The fourth, if you still have appetite for a couple more: I do firmly believe that business school education is more than just a classroom. It involves opportunities to work with companies on projects, with faculty on research; opportunities to develop leadership skills, career coaching, career services. I think that’s what differentiates a business school education from education in other disciplines. I want to continue the tremendous progress that Warrington has made in these areas, especially in career services, and I want to engage our donors to make even greater enhancements in our programs. I think it’ll benefit our students tremendously.

Then one last thing is, I want to focus also on increasing collaboration with other units at the University of Florida. I firmly believe that most of the exciting research is now at the intersection of business with other fields such as AI, machine learning, health. Also, in my experience at Georgia Tech, I feel employers are really hungry and they are looking for students who are cross-functionally trained, where they have a tech background but they’re also doing an MBA. That kind of mix is very, very exciting to them. And donors are also excited about interdisciplinary areas. So the final thing that I would want to do is increase collaboration with other units of the university as well.
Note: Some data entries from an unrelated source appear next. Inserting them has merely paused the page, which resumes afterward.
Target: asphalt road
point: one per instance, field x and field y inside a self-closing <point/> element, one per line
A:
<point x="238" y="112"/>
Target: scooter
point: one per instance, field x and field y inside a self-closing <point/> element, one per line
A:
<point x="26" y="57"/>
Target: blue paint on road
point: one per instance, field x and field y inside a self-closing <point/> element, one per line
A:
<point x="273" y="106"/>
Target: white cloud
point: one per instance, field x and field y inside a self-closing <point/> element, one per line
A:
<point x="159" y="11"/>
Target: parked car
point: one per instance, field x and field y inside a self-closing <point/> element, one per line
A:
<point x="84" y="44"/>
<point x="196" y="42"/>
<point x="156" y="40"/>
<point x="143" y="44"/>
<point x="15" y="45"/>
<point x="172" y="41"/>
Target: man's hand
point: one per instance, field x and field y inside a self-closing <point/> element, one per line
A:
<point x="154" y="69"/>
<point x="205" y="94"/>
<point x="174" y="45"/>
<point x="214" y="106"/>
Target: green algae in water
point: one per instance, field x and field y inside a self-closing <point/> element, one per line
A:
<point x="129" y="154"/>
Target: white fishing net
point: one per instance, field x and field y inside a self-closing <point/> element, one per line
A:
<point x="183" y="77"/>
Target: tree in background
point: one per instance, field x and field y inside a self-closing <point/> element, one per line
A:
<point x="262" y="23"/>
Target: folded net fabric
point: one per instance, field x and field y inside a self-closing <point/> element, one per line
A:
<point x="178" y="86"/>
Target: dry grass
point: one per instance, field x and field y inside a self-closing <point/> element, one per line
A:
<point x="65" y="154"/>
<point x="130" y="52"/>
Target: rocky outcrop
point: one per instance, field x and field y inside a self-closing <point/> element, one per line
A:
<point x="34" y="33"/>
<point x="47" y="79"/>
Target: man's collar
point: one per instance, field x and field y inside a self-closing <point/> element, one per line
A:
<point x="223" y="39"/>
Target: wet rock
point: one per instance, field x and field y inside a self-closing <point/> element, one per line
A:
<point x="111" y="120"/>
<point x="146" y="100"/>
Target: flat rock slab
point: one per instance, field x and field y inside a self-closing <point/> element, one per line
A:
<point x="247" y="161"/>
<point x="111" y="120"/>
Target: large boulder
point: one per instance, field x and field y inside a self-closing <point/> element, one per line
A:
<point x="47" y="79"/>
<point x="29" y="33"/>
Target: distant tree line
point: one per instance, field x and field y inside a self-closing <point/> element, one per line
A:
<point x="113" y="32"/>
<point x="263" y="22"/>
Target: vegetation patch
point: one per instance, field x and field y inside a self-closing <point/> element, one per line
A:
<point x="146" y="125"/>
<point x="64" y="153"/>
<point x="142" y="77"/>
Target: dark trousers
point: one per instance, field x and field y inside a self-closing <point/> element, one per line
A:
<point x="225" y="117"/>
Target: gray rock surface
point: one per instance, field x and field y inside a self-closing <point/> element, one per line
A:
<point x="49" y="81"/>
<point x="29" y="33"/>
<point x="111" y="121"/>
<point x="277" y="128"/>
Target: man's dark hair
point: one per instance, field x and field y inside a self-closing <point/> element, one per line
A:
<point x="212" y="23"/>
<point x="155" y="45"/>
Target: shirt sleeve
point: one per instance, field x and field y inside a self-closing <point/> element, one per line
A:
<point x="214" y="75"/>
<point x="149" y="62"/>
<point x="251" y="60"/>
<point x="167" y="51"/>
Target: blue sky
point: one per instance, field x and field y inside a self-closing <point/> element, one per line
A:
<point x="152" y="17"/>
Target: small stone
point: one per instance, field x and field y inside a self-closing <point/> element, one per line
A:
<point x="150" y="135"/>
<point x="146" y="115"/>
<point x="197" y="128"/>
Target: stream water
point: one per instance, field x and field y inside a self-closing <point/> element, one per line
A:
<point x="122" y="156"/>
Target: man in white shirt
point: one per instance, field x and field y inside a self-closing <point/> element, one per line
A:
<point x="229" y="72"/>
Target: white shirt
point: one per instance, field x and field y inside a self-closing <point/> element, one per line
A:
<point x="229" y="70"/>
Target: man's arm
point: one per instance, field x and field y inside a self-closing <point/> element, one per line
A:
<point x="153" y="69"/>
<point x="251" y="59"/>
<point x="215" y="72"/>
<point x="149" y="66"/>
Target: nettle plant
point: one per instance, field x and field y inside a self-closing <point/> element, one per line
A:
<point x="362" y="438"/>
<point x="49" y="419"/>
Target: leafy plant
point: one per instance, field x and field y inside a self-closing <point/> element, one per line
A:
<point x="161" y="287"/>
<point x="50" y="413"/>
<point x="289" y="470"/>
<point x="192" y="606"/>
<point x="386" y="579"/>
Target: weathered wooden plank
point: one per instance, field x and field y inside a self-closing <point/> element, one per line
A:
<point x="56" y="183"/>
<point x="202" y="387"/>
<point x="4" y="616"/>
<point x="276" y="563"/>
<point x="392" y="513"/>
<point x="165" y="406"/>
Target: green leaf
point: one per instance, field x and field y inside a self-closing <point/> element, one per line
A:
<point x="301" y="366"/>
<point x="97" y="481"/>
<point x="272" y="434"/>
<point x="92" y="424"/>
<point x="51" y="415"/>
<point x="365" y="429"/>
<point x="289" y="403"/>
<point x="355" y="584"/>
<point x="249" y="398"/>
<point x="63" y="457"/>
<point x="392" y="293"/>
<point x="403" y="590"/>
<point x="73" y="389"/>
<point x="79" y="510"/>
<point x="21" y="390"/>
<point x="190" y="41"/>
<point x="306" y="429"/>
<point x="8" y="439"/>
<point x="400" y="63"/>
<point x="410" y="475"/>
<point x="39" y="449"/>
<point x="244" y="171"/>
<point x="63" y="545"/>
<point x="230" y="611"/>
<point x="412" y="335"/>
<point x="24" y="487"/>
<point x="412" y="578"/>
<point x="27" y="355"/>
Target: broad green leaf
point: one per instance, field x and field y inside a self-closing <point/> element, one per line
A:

But I want to be collaborative there, so these are some initial thoughts I have but I do want to make sure that there is buy-in across faculty and staff for doing these things.

You’re unlikely to have the time to spend in the classroom itself. Will you miss it?

I will miss it tremendously. As I transition, the two things I will miss are teaching and research. I love being in the classroom. I’m actually teaching my last course here in June and July. That’s why I can’t join before August 1st . One of those is actually an online section. We do both online and on-campus and it’s the same content, same course. I was not a believer in online for the type of thing that we do, but last summer I taught it for the first time and, believe it or not, student response in both the sections was very positive. And so I am truly a believer.

I think you can do certain things online fairly well, but you cannot do the extracurricular stuff online, the networking, the projects, all of that. That’s where the real value comes in, so I’ll miss that.

I will also miss my research. I do plan to continue it a little bit as much as possible, perhaps during the weekends.